能を舞います|2025年11月24日観世能楽堂

私ごと 来たる11月24日(振替休日)東京銀座「観世能楽堂」で開催されます、東京松響会(しょうきょうかい)にて、能 『猩々』のシテを勤めます。シテというのは能楽独特の言葉で、「主役」のような意味合いです。

「松響会」というのは、十四世林喜右衛門社中の素人会です。要は、アマチュアの発表会ですね。能楽には、素謡、仕舞、舞囃子と様々な演出形態がありますが、最も総合的なのが能です。能装束をつけ、曲によっては面(おもて)を付けて役柄に扮して舞います。

私がシテを勤める『猩々(しょうじょう)』は能として演じますので、装束をつけて面をつけて舞います。舞いといっても舞踊ではなく、シテを勤めることを舞うと表現します。

【猩々 あらすじ】
中国の揚子の里に、高風(こうふう)という大変親孝行の男が住んでいました。ある晩のこと、高風は、揚子の市でお酒を売れば、富み栄えることができるという夢を見ます。夢のお告げに従って、お酒の商売をしたところ、高風はだんだんとお金持ちになっていきました。

高風が店を出す市では、不思議なことがありました。いつも高風から酒を買い求めて飲む者がいたのですが、いくら酒を飲んでも顔色の変わることがありません。高風が不思議に思い、名を尋ねると海中に棲む猩々だと名乗りました。

その日、高風は、酒を持って潯陽の江のほとりへ行き、猩々が現われるのを待っていました。そこへ赤い顔の猩々が現われます。猩々は友の高風に逢えた喜びを語り、酒を飲み、舞を舞います。そして心の素直な高風を称え、今までの酒のお礼として、酌めども尽きない酒の泉が湧く壷を贈った上で、酔いのままに臥します。それは高風の夢の中での出来事でしたが、酒壷はそのまま残り、高風の家は長く栄えたといいます。まことにめでたいことでした。
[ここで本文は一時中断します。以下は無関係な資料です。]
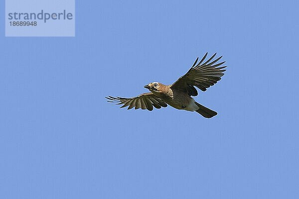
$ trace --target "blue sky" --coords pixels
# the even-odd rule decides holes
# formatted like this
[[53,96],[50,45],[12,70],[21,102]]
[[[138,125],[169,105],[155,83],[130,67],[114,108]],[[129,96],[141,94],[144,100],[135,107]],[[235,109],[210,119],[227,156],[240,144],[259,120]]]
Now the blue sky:
[[[2,18],[0,198],[299,198],[299,8],[77,1],[75,37],[5,37]],[[195,98],[214,118],[106,102],[206,52],[228,66]]]

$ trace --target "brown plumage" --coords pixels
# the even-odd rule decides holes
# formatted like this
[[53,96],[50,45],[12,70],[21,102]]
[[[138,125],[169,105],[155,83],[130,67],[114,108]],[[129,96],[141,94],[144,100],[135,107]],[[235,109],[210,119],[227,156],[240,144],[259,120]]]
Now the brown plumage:
[[168,104],[176,109],[195,111],[205,117],[211,118],[217,115],[217,112],[200,104],[191,97],[198,95],[194,87],[205,91],[207,88],[220,80],[221,77],[224,75],[223,72],[226,70],[223,69],[226,66],[217,67],[225,62],[216,64],[222,56],[212,61],[216,56],[215,53],[204,62],[207,54],[207,53],[206,53],[198,63],[197,57],[187,73],[170,85],[153,82],[144,87],[150,93],[144,93],[131,98],[109,96],[106,97],[109,100],[107,101],[123,104],[121,108],[129,106],[128,109],[135,107],[135,109],[141,108],[149,110],[152,110],[153,107],[156,108],[166,107]]

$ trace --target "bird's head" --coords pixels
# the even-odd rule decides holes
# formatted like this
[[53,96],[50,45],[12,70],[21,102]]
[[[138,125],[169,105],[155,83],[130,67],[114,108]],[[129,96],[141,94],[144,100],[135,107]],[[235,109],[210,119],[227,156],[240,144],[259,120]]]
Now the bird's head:
[[145,88],[152,92],[160,92],[163,86],[164,85],[158,82],[153,82],[145,86]]

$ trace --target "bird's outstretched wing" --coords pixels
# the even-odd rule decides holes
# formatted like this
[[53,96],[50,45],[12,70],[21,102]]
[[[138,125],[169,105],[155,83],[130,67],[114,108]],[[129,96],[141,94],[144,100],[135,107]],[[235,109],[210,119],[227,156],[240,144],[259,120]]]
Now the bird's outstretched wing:
[[216,56],[215,53],[210,59],[202,63],[207,55],[208,53],[206,53],[201,60],[196,64],[198,61],[197,57],[187,73],[172,84],[170,88],[187,92],[190,96],[196,96],[198,95],[197,91],[194,86],[202,91],[206,91],[207,88],[214,85],[217,81],[220,80],[221,77],[224,75],[222,73],[226,71],[222,69],[226,67],[226,66],[216,67],[221,66],[225,62],[216,64],[222,56],[211,61]]
[[117,104],[124,104],[121,108],[129,106],[128,109],[135,107],[135,109],[141,108],[143,109],[152,110],[153,106],[156,108],[160,108],[161,106],[167,106],[167,103],[151,93],[144,93],[132,98],[119,97],[115,98],[111,96],[108,96],[106,98],[109,100],[107,101],[108,102],[118,103]]

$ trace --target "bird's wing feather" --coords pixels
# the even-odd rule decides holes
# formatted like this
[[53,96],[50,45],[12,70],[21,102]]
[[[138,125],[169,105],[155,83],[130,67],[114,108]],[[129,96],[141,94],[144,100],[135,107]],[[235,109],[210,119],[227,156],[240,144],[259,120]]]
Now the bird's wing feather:
[[121,108],[129,106],[128,109],[135,107],[135,109],[141,108],[143,109],[152,110],[153,106],[156,108],[167,106],[167,103],[151,93],[144,93],[131,98],[112,96],[108,96],[106,98],[109,100],[107,101],[108,102],[116,102],[118,103],[117,104],[123,104]]
[[226,66],[217,67],[222,65],[225,62],[216,64],[222,56],[212,61],[216,56],[215,53],[208,60],[203,63],[208,53],[206,53],[198,64],[197,57],[187,73],[172,84],[170,88],[187,92],[190,96],[196,96],[198,93],[194,86],[202,91],[206,91],[207,88],[220,80],[221,77],[224,75],[223,73],[226,71],[223,69],[226,67]]

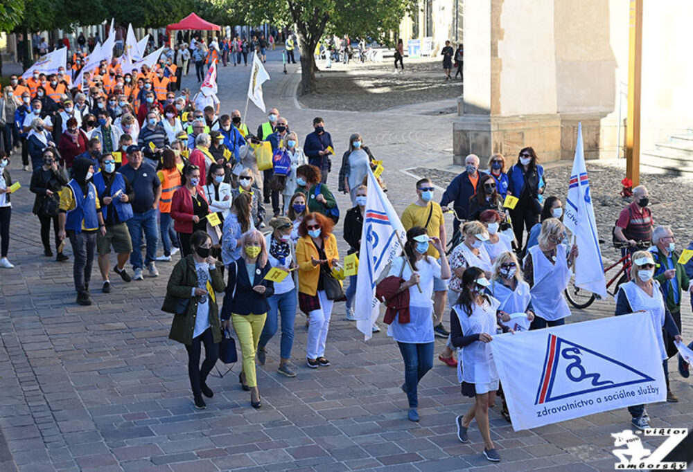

終盤の「酌めども尽きず 飲めども変わらぬ秋の夜の盃。影も傾く入江に枯れ立つ 足もとはよろよろと 酔いに臥したる枕の夢の 覚むると思えは泉はそのまま 尽きせぬ宿こそめでたけれ」という詞章が、一族の繁栄を寿ぐとして祝言の曲として親しまれています。酒好きの私としては他人事とは思えず、猩々に成りきって舞台を勤めたいと思っております。

東京林響会
日時 令和7年11月24日(振替休日) 午前9時30分開演 
    *私の出番は午後4時過ぎの予定です。
会場 観世能楽堂 東京銀座・ギンザシックス地下3階
入場料 無料、出入り自由

お近くにお出掛けのご用事がありましたら、是非ともお立ち寄りくださいませ。

松響会東京大会|2025年11月24日

14世林喜右衛門社中の素人会「松響会」。私は能「猩々」のシテを勤めます。会場は、GINZA SIXの地下3階にある観世能楽堂。GINZA SIXは、私の出身大学の前身である「商法講習所」が1875年に創設された場所です。今気がつきましたが、今年は創立150周年ですね。

それはさておき、当日のプログラムが大方決まってきたようです。私の出番は16時頃です。猩々はおよそ50分の曲です。

11月24日(月・振替)、たまたま銀座に御用がございましたら、観世能楽堂にお立ち寄りいただければ幸甚でございます。素人会ですので、入場料はもちろん無料。出入りも自由です。

皆様のおいでを社中一同心よりお待ち申し上げます。

能楽を稽古して思い知ることは、舞は型の組み合わさせであるということ。「サシ込」「開き」「アゲ扇」「左右」「角トリ」・・・ であるから、各々の型を正確に身につけることが求められる。そして大事なことは、一つの型をしっかりとまとめてから次に型に移ること。

実は、これは茶道の点前でも同じ。点前は、「型」に分解することができる。そして、その型を正確に身につけることが、実は上達の近道なのだと思う。その上で、順番を覚えること。これは、俯瞰すれば、どんな複雑な点前でも構成は同じ。それぞれに、複雑な型が紛れているので難しく見えるが、分解すればやはり「型」の組み合わせなのである。その上で、使う道具に固有の扱いがある。

稽古をしていて共通してつまづくのは、柄杓の扱い。柄杓の扱いという「型」には、点前に求められる体の使い方のエッセンスが詰まっている。次回の稽古では、基本的な「型」の徹底を図ることにしようと思う。